400 gallons is the amount of water the average American family uses per day.
1.5 million barrels of crude oil are used for making water bottles, globally.
2.7 tons is the amount of plastic used to bottle water and 86% of that become garbage or litter.
These are startling statistics and point the way to making good water that look out for your health and the water we all share.
What can you do?
1. Kick the bottle habit. A four-year study of bottled water conducted by NRDC found that one-fifth of the 103 waters tested contained synthetic organic chemicals and the possible carcinogen styrene. Plastic water bottles often contain BPA (bisphenol-A) a toxic compound that has been linked to breast cancer, and immediate high blood pressure spikes.
Unfortunately, BPA is in many packaging materials, but you want to cut down on your exposure by at least 60%. The safest way to do this is to switch to glass or stainless steel containers since other plastics may have other toxic components.

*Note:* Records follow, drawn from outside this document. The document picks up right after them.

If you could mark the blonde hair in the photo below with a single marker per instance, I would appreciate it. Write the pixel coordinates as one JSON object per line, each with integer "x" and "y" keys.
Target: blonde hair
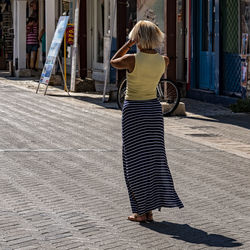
{"x": 147, "y": 35}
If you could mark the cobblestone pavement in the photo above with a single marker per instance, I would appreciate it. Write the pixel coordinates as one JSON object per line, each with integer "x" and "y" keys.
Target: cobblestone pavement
{"x": 62, "y": 184}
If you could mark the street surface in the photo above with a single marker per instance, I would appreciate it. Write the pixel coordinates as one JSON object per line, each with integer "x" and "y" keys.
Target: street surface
{"x": 62, "y": 184}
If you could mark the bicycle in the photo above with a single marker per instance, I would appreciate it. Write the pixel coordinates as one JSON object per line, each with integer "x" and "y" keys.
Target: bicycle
{"x": 167, "y": 92}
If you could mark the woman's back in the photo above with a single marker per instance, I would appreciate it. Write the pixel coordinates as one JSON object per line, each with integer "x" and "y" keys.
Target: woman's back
{"x": 143, "y": 80}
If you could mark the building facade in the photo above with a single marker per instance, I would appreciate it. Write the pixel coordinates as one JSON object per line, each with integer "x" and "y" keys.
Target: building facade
{"x": 220, "y": 47}
{"x": 207, "y": 41}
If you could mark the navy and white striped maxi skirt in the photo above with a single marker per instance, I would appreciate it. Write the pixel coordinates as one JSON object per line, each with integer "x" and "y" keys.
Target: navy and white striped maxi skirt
{"x": 148, "y": 178}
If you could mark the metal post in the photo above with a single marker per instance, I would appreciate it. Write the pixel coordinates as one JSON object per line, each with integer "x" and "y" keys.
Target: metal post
{"x": 74, "y": 49}
{"x": 217, "y": 48}
{"x": 107, "y": 64}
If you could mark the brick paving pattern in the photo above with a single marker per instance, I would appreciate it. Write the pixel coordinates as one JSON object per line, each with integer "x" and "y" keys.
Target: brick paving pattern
{"x": 62, "y": 183}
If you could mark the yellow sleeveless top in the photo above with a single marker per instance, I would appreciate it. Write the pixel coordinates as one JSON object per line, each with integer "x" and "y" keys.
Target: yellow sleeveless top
{"x": 143, "y": 80}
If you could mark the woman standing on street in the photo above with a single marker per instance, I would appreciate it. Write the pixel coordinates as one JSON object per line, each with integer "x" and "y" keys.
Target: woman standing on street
{"x": 148, "y": 178}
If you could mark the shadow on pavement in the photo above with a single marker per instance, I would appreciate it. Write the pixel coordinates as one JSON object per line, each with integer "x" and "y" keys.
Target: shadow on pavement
{"x": 190, "y": 234}
{"x": 96, "y": 101}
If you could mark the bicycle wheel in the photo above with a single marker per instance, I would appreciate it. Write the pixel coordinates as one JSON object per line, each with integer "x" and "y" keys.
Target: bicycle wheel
{"x": 169, "y": 95}
{"x": 121, "y": 93}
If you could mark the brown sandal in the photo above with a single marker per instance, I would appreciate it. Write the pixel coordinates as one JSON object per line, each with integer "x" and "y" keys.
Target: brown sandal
{"x": 149, "y": 216}
{"x": 137, "y": 218}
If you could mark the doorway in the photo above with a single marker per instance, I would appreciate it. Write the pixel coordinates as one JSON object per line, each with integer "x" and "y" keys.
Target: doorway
{"x": 207, "y": 45}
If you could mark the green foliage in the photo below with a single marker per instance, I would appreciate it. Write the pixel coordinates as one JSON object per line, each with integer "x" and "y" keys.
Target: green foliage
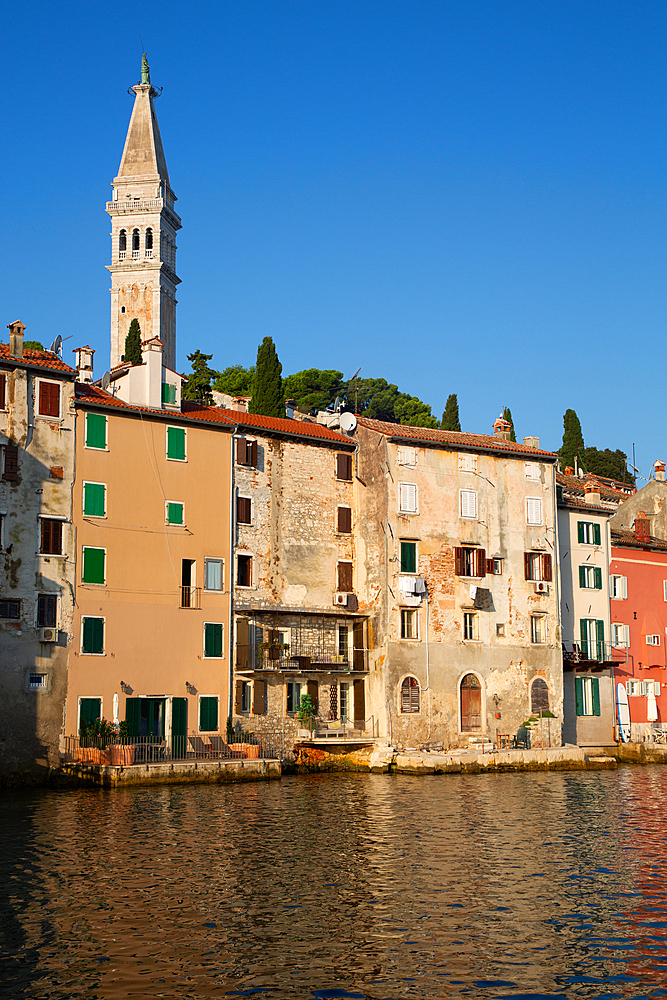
{"x": 197, "y": 388}
{"x": 235, "y": 380}
{"x": 267, "y": 392}
{"x": 507, "y": 415}
{"x": 612, "y": 464}
{"x": 573, "y": 441}
{"x": 133, "y": 344}
{"x": 450, "y": 418}
{"x": 313, "y": 389}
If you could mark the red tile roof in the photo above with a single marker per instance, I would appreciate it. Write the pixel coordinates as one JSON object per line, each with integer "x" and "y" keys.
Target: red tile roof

2. Use rainwater. Put a rain barrel on your downspouts for irrigation, or set up container gardens under your roofline.
3. Garden with greywater. Water from sinks, showers, dishwashers, and clothes washers can be drained into the garden instead of the sink. Your plants will actually love the soap residue.
4. Protect your sources. Water sources have to be protected. Don't pour chemicals down drains, or flush drugs down toilets—it’s going to end up in someone’s water somewhere. This also applies to fertilizers and pesticides that can run off into local drinking water sources.
Be aware of local water issues—and that means issues that may seem like hundreds of miles away, but which affect your water aquifers.
5. Encourage others. Droughts in one state can and do affect others. We may have good water supply locally now, but as other neighboring areas dry up they’ll need water. Good water habits help us all.